Al oír esto, Mitchel enarcó las cejas y se echó a reír de repente.

Matteo sabía lo que venía a continuación. Se dio la vuelta y ordenó: «Ve a llamar a Jerry».

Pronto llegó Jerry, el dueño de la Sirena. Casi sufrió un infarto cuando vio a su hijo tendido en el suelo con todo tipo de heridas en el cuerpo.

Jerry corrió a abrazar a Jeff y rugió: «¿Quién le ha hecho esto a mi hijo? ¡Dios mío! No puedo soportarlo.

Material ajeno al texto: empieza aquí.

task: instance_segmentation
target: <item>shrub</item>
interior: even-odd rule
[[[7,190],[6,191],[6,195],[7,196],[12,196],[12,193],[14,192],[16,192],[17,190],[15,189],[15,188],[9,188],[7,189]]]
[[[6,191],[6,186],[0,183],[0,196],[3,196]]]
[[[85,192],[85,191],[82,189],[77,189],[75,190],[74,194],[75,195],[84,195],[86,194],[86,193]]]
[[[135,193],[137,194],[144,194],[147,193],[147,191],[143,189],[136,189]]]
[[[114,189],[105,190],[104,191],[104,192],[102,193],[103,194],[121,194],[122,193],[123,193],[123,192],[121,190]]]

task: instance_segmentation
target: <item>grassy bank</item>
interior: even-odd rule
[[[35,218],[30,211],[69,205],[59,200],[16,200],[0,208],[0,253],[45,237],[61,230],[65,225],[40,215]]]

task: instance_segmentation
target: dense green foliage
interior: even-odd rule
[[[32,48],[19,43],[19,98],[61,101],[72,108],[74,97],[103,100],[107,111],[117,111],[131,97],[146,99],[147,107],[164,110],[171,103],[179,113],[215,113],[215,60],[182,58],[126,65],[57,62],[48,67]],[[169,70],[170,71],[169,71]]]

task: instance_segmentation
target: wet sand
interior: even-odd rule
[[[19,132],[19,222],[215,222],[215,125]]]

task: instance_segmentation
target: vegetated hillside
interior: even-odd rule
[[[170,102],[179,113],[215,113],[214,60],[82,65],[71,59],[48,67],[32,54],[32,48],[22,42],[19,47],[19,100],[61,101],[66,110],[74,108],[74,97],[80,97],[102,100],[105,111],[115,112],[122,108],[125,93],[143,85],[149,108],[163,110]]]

Cómo demonios ha ocurrido esto».

Al ver a su padre, Jeff levantó la cabeza mientras le goteaban mocos de la nariz. Señaló al hombre que tenía detrás y gritó con la boca torcida hacia un lado: «Es él… Es el hombre que me ha hecho esto. Quiero que lo mates a golpes ahora mismo».

Jerry miró, sólo para encontrar a un hombre fumando con un aire de arrogancia. Incluso su postura de pie era como la de un rey.

Ni en un millón de años pensó que alguien sería tan arrogante para venir a su territorio y golpear a su hijo.

Jerry se mofó y le hizo una seña: «¡Entra ya! Dale una buena bienvenida de mi parte».